Für sie beginnt mit den kleinen Erfolgen in der praktischen Arbeit eine entscheidende Veränderung in der Selbstwahrnehmung; entscheidend, weil sie geeignet ist, ihre völlig resignative Grundhaltung und ihre tief empfundenen Perspektivlosigkeit zu durchbrechen.

So bringt diese Arbeit es mit sich, dass die Jugendlichen beginnen, an ihrer körperlichen, geistigen und seelischen Selbstwahrnehmung zu arbeiten, ihre persönlichen Eigenschaften einzuschätzen und zu benennen, und anfangen, für sich Ziele zu formulieren.

Der Gewerkehof bietet dabei Strukturen, die die Selbstreflektion anregen und die so geformt sind, dass eine Übertragung auf gesellschaftliche Anforderungen möglich wird. Die Erzieher gestalten eine individuell fördernde Atmosphäre, um Selbsterfahrungsmöglichkeiten zu bieten, die durch gemeinsame Lebens- und Arbeitserfahrung zu einem positiven, motivierten Selbstbild bei den Jugendlichen führen.

In der gemeinsamen Arbeit in der Gruppe ist ein proaktiver Leitungsstil möglich, weil es in der Hand der Pädagogen liegt, Erlebnisse zu schaffen und zu moderieren. Die Jugendlichen können über das Betonen ihrer Stärken gefördert und über eine Erhöhung der Arbeitskomplexität gefordert werden.
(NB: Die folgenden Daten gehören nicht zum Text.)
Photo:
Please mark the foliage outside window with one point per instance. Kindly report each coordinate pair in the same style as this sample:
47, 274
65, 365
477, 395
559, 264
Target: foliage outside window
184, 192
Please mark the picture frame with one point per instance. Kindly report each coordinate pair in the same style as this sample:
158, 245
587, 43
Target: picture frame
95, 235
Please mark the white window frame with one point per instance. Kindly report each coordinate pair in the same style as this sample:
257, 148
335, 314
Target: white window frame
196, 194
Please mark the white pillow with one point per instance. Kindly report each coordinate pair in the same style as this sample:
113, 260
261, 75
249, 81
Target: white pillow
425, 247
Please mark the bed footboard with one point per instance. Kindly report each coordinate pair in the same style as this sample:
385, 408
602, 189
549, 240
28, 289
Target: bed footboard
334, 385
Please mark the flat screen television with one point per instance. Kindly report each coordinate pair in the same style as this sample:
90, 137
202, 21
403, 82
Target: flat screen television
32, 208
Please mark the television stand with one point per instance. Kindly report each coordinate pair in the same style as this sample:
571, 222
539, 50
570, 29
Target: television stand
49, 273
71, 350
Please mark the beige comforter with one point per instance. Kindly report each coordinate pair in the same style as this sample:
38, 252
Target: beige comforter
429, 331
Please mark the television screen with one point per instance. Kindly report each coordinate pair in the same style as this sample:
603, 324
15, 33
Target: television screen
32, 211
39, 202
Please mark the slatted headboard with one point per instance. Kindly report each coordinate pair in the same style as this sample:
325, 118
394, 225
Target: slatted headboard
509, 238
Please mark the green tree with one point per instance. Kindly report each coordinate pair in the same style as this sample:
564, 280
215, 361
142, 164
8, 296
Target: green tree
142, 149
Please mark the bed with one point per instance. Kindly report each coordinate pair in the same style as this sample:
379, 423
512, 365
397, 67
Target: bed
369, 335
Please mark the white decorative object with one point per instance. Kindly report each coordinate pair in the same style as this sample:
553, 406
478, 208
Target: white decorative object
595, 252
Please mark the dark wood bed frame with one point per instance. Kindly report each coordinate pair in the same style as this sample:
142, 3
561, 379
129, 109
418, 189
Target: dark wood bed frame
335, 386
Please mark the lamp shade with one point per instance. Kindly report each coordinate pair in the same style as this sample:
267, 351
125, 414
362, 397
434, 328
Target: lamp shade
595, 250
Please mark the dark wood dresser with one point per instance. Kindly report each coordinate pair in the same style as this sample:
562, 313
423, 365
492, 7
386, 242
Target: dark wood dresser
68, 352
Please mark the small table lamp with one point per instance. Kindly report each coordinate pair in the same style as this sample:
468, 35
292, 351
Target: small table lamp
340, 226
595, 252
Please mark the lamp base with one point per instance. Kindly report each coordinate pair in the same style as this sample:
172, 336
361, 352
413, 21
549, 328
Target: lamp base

In dem sozialen Verbund, der mit der gemeinschaftlichen Arbeit geschaffen ist, kann sowohl gezielt dem Einzelnen, wie auch der Gemeinschaft zu Erlebnissen verholfen werden, die ganzheitliches Wachstum ermöglichen.

Jeder Mensch kann etwas, darauf baut der Gewerkehof auf. Er begegnet den Jugendlichen konstant mit der Botschaft, dass sie etwas können. Die Pädagogen vermitteln ihnen ein Gefühl dafür, dass der Mensch lernfähig ist und nahezu unbegrenzt lernen kann.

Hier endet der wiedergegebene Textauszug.